Poker is played against other players, not against the house.
I've never taken the class, but as someone who plays semi-professionally, it sounds like the class would be a great start for someone who has played poker recreationally and is looking to understand some of the basic strategies of tournament poker. It might turn a losing recreational player into a small winner at lower stakes, but it by no means would all of a sudden make them some sort of professional.

It sounds like the course introduces concepts that would otherwise take a while to learn by yourself (M, implied odds, etc); however, understanding those concepts alone won't make you a winning player. Experience and surrounding yourself with other successful players are the two biggest factors. Most online pros have literally played millions of hands and have other poker friends to discuss strategy with. If you don't have those two things it's very difficult to succeed playing poker professionally.

It's important to mention that the reason a lot of us left poker is that the current climate for the games is abysmal. Government legislation and fragmentation of the markets, along with corporations imposing rake structures that make poker less profitable for players.

If anyone can become a pro if they are smart enough and work hard enough is still true, anyone with the same qualities can make even more in the tech sector with way less effort and stress.

It's just a story about some guy going to a casino. Next to no insight of how calculus can or did help.
tl;dr - It can't turn a novice into a pro
Short answer: no

Longer answer: as a novice, calculus is probably the least of your worries. you can get up to par just knowing some algebra-level concepts, and also ratios/odds, and multiplication.

Whenever a site writes an article and then goes to play a tournament, it always annoys me that they never bother writing more clearly about it (I know it's also a brevity and reader attention span thing, but still). Should the author have just called with AQ? Who knows, it all depends on who raised, which position that player raised from, the author's current position, and the stack of each player (there's more but at least what I mentioned).

Position is one of the most important concepts in poker, and it's simple to understand and explain. The fact that this article never uses that word once means it has failed, even as a basic introductory article.

Back to the tournament: the author suddenly remembering effective stack, while also having an M barely >0. This is hilariously awful. It also means that the author losing was probably not unlucky since the author barely had any chips.

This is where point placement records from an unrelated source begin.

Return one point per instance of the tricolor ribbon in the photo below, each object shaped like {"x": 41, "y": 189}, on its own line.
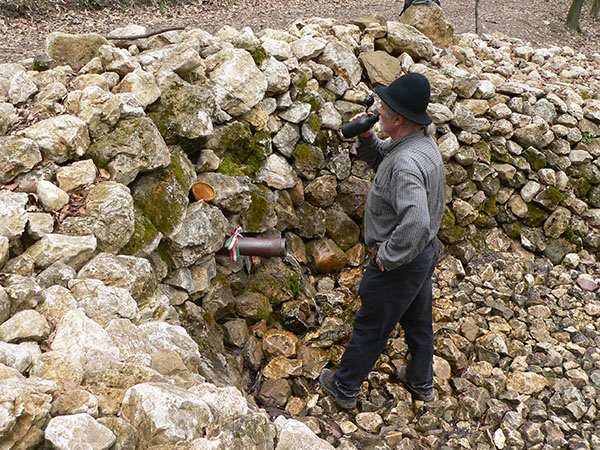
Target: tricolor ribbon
{"x": 234, "y": 252}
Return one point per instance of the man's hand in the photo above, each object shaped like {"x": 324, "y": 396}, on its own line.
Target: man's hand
{"x": 367, "y": 133}
{"x": 379, "y": 264}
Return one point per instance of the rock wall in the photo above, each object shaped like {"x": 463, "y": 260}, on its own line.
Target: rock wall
{"x": 118, "y": 317}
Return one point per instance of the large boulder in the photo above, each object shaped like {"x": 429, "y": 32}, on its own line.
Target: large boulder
{"x": 343, "y": 61}
{"x": 239, "y": 84}
{"x": 84, "y": 339}
{"x": 99, "y": 109}
{"x": 25, "y": 411}
{"x": 429, "y": 20}
{"x": 78, "y": 431}
{"x": 110, "y": 217}
{"x": 165, "y": 414}
{"x": 73, "y": 50}
{"x": 60, "y": 138}
{"x": 13, "y": 217}
{"x": 184, "y": 110}
{"x": 382, "y": 68}
{"x": 161, "y": 199}
{"x": 127, "y": 272}
{"x": 405, "y": 38}
{"x": 203, "y": 231}
{"x": 134, "y": 146}
{"x": 74, "y": 251}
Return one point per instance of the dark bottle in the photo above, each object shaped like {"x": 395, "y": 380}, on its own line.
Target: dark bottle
{"x": 360, "y": 125}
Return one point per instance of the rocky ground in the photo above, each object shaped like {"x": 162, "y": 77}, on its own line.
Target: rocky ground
{"x": 94, "y": 338}
{"x": 24, "y": 30}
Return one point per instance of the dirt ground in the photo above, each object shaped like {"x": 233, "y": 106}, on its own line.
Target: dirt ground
{"x": 542, "y": 22}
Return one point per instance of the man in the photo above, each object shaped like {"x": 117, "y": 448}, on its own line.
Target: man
{"x": 402, "y": 217}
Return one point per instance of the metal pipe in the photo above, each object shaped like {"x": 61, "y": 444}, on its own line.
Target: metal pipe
{"x": 259, "y": 247}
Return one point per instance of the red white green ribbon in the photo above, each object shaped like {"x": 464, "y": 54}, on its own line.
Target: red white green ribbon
{"x": 232, "y": 244}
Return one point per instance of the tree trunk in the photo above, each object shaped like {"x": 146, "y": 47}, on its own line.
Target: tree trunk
{"x": 477, "y": 16}
{"x": 574, "y": 13}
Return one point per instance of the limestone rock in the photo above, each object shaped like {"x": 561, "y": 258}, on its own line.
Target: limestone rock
{"x": 341, "y": 228}
{"x": 60, "y": 138}
{"x": 51, "y": 197}
{"x": 98, "y": 108}
{"x": 141, "y": 84}
{"x": 39, "y": 224}
{"x": 117, "y": 60}
{"x": 161, "y": 200}
{"x": 76, "y": 175}
{"x": 25, "y": 411}
{"x": 405, "y": 38}
{"x": 27, "y": 325}
{"x": 382, "y": 68}
{"x": 165, "y": 414}
{"x": 342, "y": 60}
{"x": 429, "y": 20}
{"x": 21, "y": 88}
{"x": 4, "y": 251}
{"x": 203, "y": 231}
{"x": 307, "y": 48}
{"x": 184, "y": 110}
{"x": 7, "y": 116}
{"x": 134, "y": 146}
{"x": 239, "y": 84}
{"x": 231, "y": 193}
{"x": 110, "y": 217}
{"x": 293, "y": 434}
{"x": 526, "y": 383}
{"x": 78, "y": 431}
{"x": 278, "y": 173}
{"x": 15, "y": 356}
{"x": 260, "y": 215}
{"x": 75, "y": 402}
{"x": 286, "y": 138}
{"x": 224, "y": 402}
{"x": 276, "y": 48}
{"x": 127, "y": 272}
{"x": 103, "y": 303}
{"x": 56, "y": 302}
{"x": 71, "y": 250}
{"x": 325, "y": 256}
{"x": 277, "y": 75}
{"x": 12, "y": 214}
{"x": 73, "y": 50}
{"x": 163, "y": 336}
{"x": 296, "y": 113}
{"x": 84, "y": 339}
{"x": 130, "y": 340}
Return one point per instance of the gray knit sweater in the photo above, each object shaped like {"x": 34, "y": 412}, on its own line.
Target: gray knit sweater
{"x": 407, "y": 197}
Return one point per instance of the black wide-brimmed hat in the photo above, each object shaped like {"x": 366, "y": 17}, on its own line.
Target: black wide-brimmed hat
{"x": 408, "y": 96}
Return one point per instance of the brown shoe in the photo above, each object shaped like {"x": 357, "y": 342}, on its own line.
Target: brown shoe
{"x": 425, "y": 395}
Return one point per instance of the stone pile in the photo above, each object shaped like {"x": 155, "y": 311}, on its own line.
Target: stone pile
{"x": 120, "y": 325}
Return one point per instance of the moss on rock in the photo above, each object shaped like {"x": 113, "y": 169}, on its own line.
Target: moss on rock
{"x": 249, "y": 152}
{"x": 144, "y": 231}
{"x": 535, "y": 215}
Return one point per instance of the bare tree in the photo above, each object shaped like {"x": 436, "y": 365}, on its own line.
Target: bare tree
{"x": 596, "y": 9}
{"x": 477, "y": 16}
{"x": 574, "y": 13}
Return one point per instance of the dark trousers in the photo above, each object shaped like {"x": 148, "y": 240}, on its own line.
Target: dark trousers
{"x": 402, "y": 295}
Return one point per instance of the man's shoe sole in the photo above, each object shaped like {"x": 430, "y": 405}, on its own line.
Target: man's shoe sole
{"x": 401, "y": 373}
{"x": 326, "y": 382}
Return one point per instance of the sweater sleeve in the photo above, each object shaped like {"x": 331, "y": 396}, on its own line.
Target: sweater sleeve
{"x": 411, "y": 234}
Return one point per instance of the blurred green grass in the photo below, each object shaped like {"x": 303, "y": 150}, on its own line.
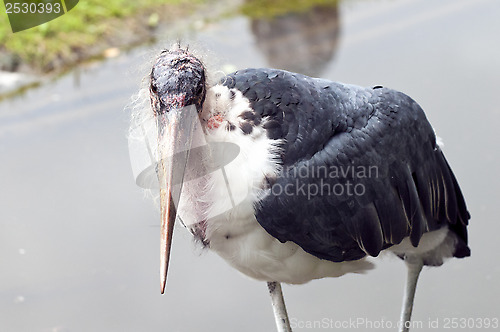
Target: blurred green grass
{"x": 82, "y": 27}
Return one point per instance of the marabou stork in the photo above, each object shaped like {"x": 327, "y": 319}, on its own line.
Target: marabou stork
{"x": 331, "y": 174}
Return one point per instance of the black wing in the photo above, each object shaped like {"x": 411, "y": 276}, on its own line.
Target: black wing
{"x": 361, "y": 168}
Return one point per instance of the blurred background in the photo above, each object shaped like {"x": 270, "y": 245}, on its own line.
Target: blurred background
{"x": 79, "y": 240}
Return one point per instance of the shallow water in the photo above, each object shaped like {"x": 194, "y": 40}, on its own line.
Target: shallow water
{"x": 79, "y": 241}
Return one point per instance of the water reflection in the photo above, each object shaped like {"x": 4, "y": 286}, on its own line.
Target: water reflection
{"x": 301, "y": 42}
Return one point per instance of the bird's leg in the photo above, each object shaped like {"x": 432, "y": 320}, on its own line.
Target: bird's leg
{"x": 414, "y": 265}
{"x": 279, "y": 308}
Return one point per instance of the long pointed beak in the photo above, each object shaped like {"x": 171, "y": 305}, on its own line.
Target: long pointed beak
{"x": 175, "y": 131}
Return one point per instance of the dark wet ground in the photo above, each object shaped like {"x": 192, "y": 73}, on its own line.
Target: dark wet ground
{"x": 79, "y": 241}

I just glossed through the MIT site, and if you read page 10 on the tournament lecture from the MIT website, it pretty much spells this out.

Also, there's just some plain painful stuff in there. "(the flop) reveals the straight I've been chasing is no longer a possibility"? You don't really "chase a straight" preflop and AQ is a not a hand that even the biggest noob would refer to in that way preflop. It seems the author just wanted to include something about "chasing", context be damned.
I got the same feeling reading the article, but you have to realize that it's written by a self-proclaimed "total novice." There's obviously going to be some misuse of poker concepts and terminology.
Someone drops the c-bomb in the title thinking it will appeal to a technical audience (because like math is like calculus right? and like poker is like math right?) then rambles about watching an online course and going to a casino. Not super exciting.